Abstract

Abstract Background Patients undergoing Upper Gastrointestinal (UGI) surgery for cancer are left nutritionally vulnerable due to alterations in digestion and absorption this is becoming increasingly evident as more patients are achieving five year survival. Patients are more likely to endure nutritional deficiencies in particular B12, Iron, Vitamin D, Calcium, Zinc and folic acid. Reduced absorption and inadequate dietary intake of calories, protein and micronutrients are the main contributing factors post operatively and longer term. At 2 years post UGI resection the following nutritional deficiencies have been observed: 48% Iron, 42% B12, 40% Folic Acid, 34% Calcium, 33% Zinc, 24% Vitamin D. Methods Data was collected retrospectively from various systems on our Trusts Network. The trusts reporting system was utilised for blood results. Digital systems were used to confirm if any action had been taken and if this was appropriate. Additional digital systems were used to obtain clinic lists for the last 6 months. The Data was collected and entered into an Excel spread sheet for comparison. Chi squared testing was utilised to compare deficiency rate between different Upper GI surgeries. Results Chi squared statistical analysis of the nutritional deficiencies in the three main Cancer surgery types (Ivor Lewis / Total OG / Sub-total OG) found there was no statistical difference in prevalence of nutritional deficiency.
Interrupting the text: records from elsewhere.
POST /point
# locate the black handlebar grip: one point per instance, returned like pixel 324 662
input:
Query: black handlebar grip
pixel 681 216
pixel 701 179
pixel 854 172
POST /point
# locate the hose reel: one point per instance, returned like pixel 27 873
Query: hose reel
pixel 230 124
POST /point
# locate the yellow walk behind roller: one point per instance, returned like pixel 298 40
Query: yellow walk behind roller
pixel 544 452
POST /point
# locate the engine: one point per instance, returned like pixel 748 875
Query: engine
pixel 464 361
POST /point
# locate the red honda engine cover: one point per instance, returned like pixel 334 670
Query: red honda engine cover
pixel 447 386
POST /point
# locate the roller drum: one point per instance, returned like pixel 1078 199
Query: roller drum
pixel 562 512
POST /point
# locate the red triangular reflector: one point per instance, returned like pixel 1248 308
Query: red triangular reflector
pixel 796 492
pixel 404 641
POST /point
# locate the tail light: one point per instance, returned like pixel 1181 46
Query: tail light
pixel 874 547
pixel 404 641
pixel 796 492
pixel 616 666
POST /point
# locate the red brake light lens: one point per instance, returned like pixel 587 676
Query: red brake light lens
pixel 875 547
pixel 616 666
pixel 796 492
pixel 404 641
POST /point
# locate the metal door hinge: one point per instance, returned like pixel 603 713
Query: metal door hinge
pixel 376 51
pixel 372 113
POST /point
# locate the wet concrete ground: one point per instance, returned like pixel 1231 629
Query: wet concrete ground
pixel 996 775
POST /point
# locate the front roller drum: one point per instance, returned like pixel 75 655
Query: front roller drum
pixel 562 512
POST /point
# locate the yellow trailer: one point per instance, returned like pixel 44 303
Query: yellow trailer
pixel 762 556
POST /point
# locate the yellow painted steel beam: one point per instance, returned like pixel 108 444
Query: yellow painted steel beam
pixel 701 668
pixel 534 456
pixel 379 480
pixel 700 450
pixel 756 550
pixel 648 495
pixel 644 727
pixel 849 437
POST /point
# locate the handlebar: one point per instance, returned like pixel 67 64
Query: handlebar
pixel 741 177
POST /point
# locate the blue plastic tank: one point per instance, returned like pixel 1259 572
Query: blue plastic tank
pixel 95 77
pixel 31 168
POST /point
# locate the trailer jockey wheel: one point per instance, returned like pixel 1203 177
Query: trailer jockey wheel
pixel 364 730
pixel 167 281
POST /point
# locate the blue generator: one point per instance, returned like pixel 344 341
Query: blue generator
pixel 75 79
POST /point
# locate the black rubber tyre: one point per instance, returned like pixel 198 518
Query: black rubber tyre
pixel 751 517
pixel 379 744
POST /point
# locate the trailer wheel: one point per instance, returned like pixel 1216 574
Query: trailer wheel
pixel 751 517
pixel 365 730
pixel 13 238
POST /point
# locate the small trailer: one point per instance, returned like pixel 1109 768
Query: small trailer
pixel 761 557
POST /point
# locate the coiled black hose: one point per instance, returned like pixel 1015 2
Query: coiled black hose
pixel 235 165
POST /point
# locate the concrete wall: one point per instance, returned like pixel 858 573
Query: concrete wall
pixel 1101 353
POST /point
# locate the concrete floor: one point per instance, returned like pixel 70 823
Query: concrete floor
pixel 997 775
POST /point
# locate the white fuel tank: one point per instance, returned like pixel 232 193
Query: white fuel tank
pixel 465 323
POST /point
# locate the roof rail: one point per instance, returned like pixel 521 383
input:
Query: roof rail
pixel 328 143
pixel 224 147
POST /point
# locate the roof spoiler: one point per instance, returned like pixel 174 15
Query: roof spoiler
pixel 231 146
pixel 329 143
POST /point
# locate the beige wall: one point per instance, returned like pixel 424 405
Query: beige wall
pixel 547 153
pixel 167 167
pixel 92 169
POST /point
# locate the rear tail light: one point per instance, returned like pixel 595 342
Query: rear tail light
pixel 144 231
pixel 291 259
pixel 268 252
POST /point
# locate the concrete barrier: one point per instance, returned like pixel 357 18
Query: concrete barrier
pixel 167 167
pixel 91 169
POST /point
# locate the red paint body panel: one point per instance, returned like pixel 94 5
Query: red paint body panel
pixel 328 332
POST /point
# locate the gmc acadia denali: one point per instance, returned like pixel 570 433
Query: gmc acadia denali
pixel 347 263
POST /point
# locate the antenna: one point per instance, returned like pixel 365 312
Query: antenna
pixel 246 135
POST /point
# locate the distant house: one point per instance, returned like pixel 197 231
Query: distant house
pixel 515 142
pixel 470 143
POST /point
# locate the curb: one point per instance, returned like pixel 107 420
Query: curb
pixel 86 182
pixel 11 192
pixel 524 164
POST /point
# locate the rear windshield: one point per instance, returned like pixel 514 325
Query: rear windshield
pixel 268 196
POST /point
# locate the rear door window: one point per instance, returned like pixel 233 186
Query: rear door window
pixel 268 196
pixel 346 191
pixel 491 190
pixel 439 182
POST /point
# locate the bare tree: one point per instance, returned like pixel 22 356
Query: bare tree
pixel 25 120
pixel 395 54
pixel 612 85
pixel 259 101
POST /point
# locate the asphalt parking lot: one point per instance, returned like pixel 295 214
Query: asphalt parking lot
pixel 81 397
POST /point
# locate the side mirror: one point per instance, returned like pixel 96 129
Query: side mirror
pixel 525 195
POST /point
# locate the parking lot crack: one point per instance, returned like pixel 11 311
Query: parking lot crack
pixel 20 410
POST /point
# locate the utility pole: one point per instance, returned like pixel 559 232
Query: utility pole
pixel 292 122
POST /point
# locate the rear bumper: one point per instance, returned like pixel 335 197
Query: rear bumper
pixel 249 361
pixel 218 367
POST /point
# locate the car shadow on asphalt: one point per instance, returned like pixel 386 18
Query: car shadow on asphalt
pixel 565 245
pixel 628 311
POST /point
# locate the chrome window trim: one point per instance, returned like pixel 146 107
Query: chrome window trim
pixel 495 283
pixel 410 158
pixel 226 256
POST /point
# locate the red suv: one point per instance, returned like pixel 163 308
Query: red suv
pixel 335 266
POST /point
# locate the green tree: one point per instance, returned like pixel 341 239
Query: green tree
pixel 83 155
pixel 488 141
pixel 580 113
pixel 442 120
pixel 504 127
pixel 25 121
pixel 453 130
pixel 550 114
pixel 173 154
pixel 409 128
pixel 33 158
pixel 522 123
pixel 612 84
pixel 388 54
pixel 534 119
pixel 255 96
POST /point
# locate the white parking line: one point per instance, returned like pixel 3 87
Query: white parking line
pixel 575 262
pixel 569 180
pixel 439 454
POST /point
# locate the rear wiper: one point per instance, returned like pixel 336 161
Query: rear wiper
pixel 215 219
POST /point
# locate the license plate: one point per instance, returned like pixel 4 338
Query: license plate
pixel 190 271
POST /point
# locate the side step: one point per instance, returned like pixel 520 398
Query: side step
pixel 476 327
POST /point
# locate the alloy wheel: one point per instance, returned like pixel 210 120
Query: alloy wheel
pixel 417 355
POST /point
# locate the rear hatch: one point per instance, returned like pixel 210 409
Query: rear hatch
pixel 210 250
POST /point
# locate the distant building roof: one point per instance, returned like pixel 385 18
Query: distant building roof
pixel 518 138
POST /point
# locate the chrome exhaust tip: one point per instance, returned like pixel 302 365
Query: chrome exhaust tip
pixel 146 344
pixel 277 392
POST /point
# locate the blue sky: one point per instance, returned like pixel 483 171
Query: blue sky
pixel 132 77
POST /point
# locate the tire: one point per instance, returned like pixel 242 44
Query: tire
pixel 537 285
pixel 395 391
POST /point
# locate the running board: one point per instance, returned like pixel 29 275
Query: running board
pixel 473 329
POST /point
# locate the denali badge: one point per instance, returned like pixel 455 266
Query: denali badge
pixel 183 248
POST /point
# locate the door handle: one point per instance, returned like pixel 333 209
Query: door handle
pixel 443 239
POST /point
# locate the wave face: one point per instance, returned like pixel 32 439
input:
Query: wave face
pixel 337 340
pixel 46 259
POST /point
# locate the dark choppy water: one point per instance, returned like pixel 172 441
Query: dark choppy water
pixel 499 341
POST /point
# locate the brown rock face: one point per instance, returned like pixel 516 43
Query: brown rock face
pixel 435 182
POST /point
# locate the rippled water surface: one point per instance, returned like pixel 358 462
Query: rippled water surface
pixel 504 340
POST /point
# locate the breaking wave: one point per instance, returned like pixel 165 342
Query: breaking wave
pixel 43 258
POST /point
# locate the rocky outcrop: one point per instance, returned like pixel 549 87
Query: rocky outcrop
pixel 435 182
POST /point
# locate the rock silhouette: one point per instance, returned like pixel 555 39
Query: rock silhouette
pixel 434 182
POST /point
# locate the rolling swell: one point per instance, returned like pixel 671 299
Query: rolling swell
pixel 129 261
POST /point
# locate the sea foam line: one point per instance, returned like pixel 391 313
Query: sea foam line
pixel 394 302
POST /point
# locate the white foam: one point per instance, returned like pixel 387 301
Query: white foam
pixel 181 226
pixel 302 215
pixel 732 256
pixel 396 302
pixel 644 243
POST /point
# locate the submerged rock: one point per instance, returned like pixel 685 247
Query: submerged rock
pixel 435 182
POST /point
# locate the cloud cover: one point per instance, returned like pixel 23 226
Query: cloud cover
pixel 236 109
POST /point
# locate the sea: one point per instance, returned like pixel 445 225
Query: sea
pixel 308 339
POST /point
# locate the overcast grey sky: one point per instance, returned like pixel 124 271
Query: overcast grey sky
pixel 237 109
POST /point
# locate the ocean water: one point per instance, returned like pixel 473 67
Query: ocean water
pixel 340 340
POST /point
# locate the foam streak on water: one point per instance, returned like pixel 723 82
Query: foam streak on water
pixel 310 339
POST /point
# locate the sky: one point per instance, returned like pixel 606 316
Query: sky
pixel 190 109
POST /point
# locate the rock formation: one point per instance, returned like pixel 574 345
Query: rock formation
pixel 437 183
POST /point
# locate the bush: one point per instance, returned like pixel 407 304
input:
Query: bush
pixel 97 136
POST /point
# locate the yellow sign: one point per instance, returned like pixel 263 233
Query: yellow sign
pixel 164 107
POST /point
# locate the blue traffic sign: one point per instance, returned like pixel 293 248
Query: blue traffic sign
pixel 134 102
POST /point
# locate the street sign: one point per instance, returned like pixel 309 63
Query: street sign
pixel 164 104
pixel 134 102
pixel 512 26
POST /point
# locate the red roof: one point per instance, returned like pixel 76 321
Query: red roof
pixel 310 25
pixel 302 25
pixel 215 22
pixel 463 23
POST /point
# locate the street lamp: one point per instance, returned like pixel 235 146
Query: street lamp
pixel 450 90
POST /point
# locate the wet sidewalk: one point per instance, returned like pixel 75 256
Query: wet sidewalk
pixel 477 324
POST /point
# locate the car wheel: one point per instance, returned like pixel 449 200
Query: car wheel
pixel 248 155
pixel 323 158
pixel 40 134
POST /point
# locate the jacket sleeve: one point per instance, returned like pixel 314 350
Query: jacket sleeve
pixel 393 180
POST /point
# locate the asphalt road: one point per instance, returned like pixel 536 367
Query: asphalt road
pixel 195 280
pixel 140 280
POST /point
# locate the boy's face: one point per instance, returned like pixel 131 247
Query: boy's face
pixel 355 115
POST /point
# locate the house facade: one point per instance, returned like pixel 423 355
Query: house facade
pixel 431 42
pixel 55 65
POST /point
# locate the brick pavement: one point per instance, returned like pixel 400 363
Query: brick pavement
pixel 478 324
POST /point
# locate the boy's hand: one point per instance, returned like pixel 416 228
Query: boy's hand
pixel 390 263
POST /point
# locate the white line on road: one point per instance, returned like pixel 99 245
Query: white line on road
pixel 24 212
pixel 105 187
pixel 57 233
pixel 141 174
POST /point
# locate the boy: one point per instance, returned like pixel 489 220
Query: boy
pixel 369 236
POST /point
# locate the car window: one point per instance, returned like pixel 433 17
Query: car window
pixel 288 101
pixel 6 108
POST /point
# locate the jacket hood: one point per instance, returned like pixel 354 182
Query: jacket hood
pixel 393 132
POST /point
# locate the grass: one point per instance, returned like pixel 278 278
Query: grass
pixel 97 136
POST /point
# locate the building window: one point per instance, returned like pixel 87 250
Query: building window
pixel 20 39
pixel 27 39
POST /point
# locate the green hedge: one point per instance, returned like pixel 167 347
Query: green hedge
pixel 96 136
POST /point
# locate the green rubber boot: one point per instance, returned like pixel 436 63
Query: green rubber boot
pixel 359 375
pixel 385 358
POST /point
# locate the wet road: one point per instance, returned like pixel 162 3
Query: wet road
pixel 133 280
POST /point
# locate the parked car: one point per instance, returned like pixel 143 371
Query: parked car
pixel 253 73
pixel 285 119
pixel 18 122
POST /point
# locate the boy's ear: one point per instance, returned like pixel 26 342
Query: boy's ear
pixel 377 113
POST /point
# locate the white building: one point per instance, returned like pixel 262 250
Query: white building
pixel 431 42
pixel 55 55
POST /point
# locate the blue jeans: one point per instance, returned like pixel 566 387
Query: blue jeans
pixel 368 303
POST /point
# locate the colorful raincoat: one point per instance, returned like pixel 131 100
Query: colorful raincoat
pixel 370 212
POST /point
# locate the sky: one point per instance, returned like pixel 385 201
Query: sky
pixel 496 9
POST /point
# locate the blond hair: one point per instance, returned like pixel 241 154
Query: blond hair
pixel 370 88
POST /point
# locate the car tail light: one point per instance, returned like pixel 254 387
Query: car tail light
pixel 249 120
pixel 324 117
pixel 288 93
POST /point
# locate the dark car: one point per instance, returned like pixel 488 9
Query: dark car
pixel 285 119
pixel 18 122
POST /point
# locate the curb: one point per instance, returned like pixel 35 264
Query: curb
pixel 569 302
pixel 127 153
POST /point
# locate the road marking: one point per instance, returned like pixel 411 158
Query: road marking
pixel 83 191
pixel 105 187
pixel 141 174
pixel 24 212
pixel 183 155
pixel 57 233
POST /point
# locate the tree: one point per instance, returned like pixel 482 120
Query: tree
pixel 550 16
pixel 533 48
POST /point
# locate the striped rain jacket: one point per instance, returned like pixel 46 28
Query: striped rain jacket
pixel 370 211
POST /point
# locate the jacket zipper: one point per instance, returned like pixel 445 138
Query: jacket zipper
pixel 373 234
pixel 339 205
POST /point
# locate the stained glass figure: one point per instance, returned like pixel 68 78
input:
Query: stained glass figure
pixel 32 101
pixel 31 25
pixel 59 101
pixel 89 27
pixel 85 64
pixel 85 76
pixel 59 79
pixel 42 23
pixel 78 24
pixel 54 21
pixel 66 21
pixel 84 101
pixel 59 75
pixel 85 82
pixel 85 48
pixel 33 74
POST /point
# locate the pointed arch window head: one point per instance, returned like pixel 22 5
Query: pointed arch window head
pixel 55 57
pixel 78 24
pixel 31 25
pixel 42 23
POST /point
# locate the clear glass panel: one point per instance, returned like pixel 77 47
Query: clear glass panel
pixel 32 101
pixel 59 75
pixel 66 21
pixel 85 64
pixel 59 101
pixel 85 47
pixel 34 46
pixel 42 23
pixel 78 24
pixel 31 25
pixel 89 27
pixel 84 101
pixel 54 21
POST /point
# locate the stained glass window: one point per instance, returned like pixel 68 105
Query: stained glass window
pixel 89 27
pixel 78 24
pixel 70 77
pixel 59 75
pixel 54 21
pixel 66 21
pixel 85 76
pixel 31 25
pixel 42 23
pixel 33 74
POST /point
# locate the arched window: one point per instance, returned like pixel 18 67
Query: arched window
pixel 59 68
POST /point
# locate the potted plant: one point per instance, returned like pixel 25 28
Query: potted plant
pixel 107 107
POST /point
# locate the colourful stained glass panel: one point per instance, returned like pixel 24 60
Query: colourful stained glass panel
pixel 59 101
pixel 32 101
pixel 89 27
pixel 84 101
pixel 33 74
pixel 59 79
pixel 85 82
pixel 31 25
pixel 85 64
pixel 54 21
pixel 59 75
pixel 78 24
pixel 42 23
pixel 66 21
Comparison of deficiencies indicated that the main prevalence was or Zinc and Vitamin D pre and post operatively. Conclusions Nutritional deficiencies should be corrected pre operatively. Monitoring thereafter of nutritional vitamin and mineral status should be individually tailored to suit the patient. All UGI patients should be commenced on a nutritionally complete vitamin and mineral supplement at the point of initial assessment in the UGI surgical clinic pre operatively. The recommendation would be to commence Forceval vitamin and mineral supplement as this offers optimal trace element coverage. Vitamin D deficiency pre operatively should have supplementation to maintain 25(OH)D levels greater than 50nmol/L and rechecked after 3 months. Zinc replacement should be monitored routinely.